Understanding Probability Density Functions and Numerical Integration
Overview of Probability Density Function (PDF) and Mean Squared Error (MSE)
- The discussion begins with the importance of a probability density function, highlighting that the density should not drop below zero, which is ideal for its application.
- The mean squared error (MSE) between option prices from rectangular integration and the QuantLib library is noted to be very small at 0.07 across various strikes, indicating minimal differences in pricing.
- Larger discrepancies occur for out-of-the-money options due to complex integration over small increments, leading to rounding errors in Python's binary float point number approximations.
Challenges with Python's Numerical Integration
- Python's limitations regarding numerical integration are discussed, particularly concerning round-off errors when dealing with small values.
- A call for suggestions on improving Python’s numerical integration methods is made, emphasizing variable step sizes for different strikes.
Interpolation Techniques for PDF Calculation
- The speaker plans to multiply option prices by a forward factor and use SciPy's
interp1dfunction to interpolate between discrete curvature functions based on given strikes.

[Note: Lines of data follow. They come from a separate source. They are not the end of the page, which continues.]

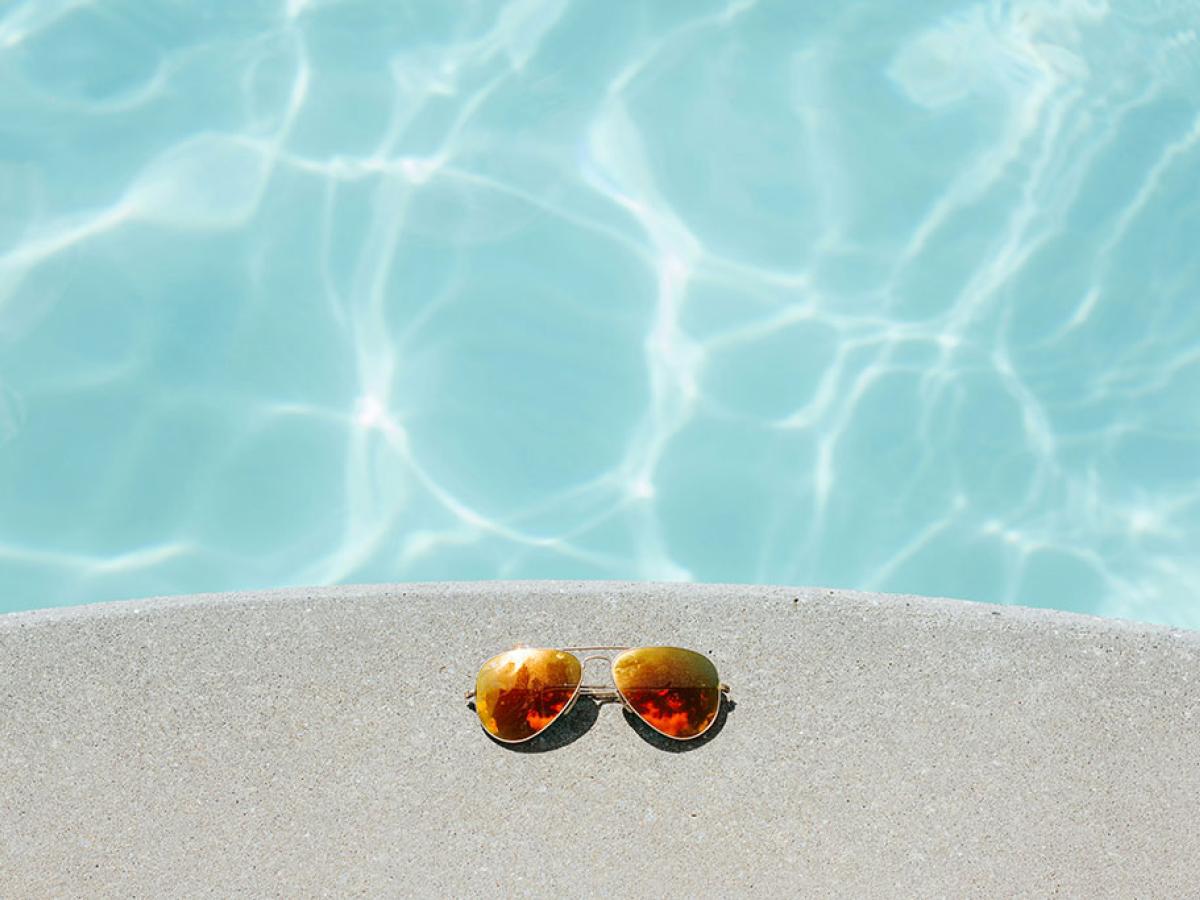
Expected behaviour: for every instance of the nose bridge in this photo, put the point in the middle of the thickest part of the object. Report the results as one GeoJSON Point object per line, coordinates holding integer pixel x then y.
{"type": "Point", "coordinates": [606, 660]}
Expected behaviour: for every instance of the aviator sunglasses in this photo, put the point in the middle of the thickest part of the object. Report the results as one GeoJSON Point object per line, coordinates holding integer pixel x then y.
{"type": "Point", "coordinates": [521, 693]}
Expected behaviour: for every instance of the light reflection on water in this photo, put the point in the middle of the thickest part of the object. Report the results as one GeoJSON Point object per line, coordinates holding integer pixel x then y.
{"type": "Point", "coordinates": [850, 295]}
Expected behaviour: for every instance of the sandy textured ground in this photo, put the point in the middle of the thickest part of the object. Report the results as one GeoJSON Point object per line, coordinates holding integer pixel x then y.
{"type": "Point", "coordinates": [315, 742]}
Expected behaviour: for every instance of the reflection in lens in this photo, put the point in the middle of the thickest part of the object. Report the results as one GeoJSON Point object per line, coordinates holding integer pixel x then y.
{"type": "Point", "coordinates": [675, 691]}
{"type": "Point", "coordinates": [520, 693]}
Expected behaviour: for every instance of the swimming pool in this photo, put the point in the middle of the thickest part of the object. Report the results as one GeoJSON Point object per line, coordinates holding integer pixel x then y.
{"type": "Point", "coordinates": [900, 298]}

- It is emphasized that interpolation can only be performed within the range of provided data points; thus calculations are limited between specified strike values.
Cumulative Distribution Function (CDF)
- To derive the cumulative distribution function from the PDF, a cumulative sum of the linear PDF across all strikes is computed.
- The resulting CDF represents risk-neutral distribution at a specific time to maturity, allowing users to input a strike price k to obtain probabilities.
Pricing Complex Derivatives Using Risk-Neutral PDFs
- The risk-neutral density function can be utilized for pricing derivatives at a defined time to maturity using market prices or models like Heston’s model.
- A generic pricing formula for calls and puts is introduced, detailing how numerical integration applies to these payoffs based on stock price S_t .
- Integrands are defined for both call and put options; however, practical limits exist due to maximum calculable CDF values derived from interpolation techniques.
Understanding High-Dimensional Pricing Models
Efficiency in Pricing Calculations
- The discussion highlights the complexity involved in calculating pricing for different strikes, especially when dealing with high dimensions and time steps.
- It emphasizes that high complexity is required for accurate calculations, which can be model-dependent.
- The use of risk-neutral density functions is presented as a highly efficient method for pricing options.